About RFID-RC522 Module¶
RFID-RC522 Module Pinout¶
RFID-RC522 has 8 pins, some of them are common pins, the others are shared among three communication modes: SPI, I2C, UART. At a time, only one communication mode can be used. The pin are:
- GND pin: needs to be connected to GND (0V)
- VCC pin: needs to be connected to VCC (3.3)
- RST pin: is a pin for reset and power-down. When this pin goes low, hard power-down is enabled. On the rising edge, the module is reset.
- IRQ pin: is an interrupt pin that can alert the microcontroller when RFID tag comes into its vicinity.
- MISO/SCL/TX pin: acts as MISO when SPI interface is enabled, acts as SCL when I2C interface is enabled and acts as TX when UART interface is enabled.
- MOSI pin: acts as MOSI when SPI interface is enabled.
- SCK pin: acts as SCK when SPI interface is enabled
- SS/SDA/RX pin: acts as SS when SPI interface is enabled, acts as SDA when I2C interface is enabled and acts as RX when UART interface is enabled.
How RFID/NFC Works¶
RFID/NFC includes two components: reader and tag.
- The reader consists of a radio frequency module and an antenna which generates high frequency electromagnetic field.
- The tag is usually a passive device, which doesn’t need to have power source. The tag contains a microchip that stores and processes information, and an antenna to receive and transmit a signal. The tag is used to store the information: UID (Unique ID) and data.

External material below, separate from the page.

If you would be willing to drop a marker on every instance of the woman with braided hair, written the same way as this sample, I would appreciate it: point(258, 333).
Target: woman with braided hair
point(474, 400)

Wiring Diagram between RFID-RC522 Module and ESP32¶
Library installation¶
We need a library MFRC522
Search “MFRC522” in Arduino IDE , then find the library by GithubCommunity
Code¶
file :RFID.ino
#include <SPI.h>
#include <MFRC522.h>
#define SS_PIN 10
#define RST_PIN 5
MFRC522 rfid(SS_PIN, RST_PIN);
void setup() {
Serial.begin(9600);
SPI.begin(); // init SPI bus
rfid.PCD_Init(); // init MFRC522
Serial.println("Tap RFID/NFC Tag on reader");
}
void loop() {
if (rfid.PICC_IsNewCardPresent()) { // new tag is available
if (rfid.PICC_ReadCardSerial()) { // NUID has been readed
MFRC522::PICC_Type piccType = rfid.PICC_GetType(rfid.uid.sak);
//Serial.print("RFID/NFC Tag Type: ");
//Serial.println(rfid.PICC_GetTypeName(piccType));
// print NUID in Serial Monitor in the hex format
Serial.print("UID:");
for (int i = 0; i < rfid.uid.size; i++) {
Serial.print(rfid.uid.uidByte[i] < 0x10 ? " 0" : " ");
Serial.print(rfid.uid.uidByte[i], HEX);
}
Serial.println();
Serial.print("hello");
Serial.println();
rfid.PICC_HaltA(); // halt PICC
rfid.PCD_StopCrypto1(); // stop encryption on PCD
}
}
}
Result in video with card and tag¶
To be done¶
- Wiring on ESP32
- Replace the button
- Test operation by switching on the neopixel ring